The Ure near Thornborough


The River Ure in Yorkshire had, along with the Swale, a spiritual and ritual significance equivalent to the Thames and the Stonehenge Avon in southern Britain. Several henges are found on high ground along its valley, many now little more than unexcavated cropmarks. The Thornborough Henges are an exception. Three henges, which possibly represent Orion’s Belt, were dug from gleaming white gypsum and would have been a focal point for a vast distance all around. The Devil’s Arrows standing stones are a little further downstream near the confluence with the Swale.
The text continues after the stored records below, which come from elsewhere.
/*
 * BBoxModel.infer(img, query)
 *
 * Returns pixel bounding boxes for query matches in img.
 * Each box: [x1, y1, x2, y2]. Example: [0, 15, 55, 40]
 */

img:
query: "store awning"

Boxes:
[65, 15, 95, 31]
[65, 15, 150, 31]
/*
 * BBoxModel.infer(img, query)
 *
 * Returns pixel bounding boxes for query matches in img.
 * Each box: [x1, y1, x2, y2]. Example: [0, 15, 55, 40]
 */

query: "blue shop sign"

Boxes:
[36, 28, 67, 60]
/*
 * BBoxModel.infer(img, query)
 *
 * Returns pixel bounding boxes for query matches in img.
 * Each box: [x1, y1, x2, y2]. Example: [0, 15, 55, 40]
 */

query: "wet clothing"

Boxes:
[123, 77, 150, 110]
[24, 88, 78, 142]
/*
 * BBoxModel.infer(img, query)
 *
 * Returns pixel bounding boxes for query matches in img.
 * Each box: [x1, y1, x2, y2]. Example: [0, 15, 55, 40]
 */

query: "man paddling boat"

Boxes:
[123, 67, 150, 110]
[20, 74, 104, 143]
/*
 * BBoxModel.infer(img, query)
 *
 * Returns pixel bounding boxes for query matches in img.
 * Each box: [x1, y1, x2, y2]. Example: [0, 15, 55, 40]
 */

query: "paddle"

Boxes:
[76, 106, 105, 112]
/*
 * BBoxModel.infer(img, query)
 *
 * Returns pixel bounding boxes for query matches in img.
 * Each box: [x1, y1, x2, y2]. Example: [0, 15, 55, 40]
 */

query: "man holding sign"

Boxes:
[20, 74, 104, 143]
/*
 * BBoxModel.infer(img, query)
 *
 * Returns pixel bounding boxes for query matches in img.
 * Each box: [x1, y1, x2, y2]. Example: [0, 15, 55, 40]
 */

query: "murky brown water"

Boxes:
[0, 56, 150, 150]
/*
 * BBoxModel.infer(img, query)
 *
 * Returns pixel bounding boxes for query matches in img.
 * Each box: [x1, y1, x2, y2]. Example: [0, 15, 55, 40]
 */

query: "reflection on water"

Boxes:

The central Thornborough Henge


The Ure is sourced in the Yorkshire Dales and flows through the lowlands after it joins with the Swale, where it changes its name to the Ouse, and flows through York and eventually reaches the Humber Estuary, making it one of the most significant rivers of northern Britain. Ure and Ouse may have the same etymological origin.


The Humber Estuary


Rivers were considered sacred in Neolithic and Bronze Age times and this belief survived in various forms until modern times. The River Avon is believed to have formed part of a processional route to Stonehenge, linking the living with the dead or the physical world with the spiritual world. Ritual offerings and the bones and ashes of the dead were deposited in the water, which represented a liminal boundary between worlds. Rivers were the arteries of the land, much like the arteries of the body, and water was a life-giving essence which formed a key part of rituals. The Ure, which means ‘Holy River’ in ancient Celtic, was probably a central part of ritual life to the people of northern Britain, although four thousand years of time has largely eradicated all physical traces of this.


Ripon Cathedral


The spiritual traces however, remain. Several now-ruined abbeys were built along the river’s valley, and the cathedral at Ripon is situated on the banks of the Ure. Ripon has a particularly powerful sense of peace which I never normally feel in an urban environment, and I felt that same powerful essence at every place I visited along the river. I watched a barn owl flying along the banks at twilight and wondered if that was a sign that, just as the river flows on forever, the spiritual qualities it reflects also do the same.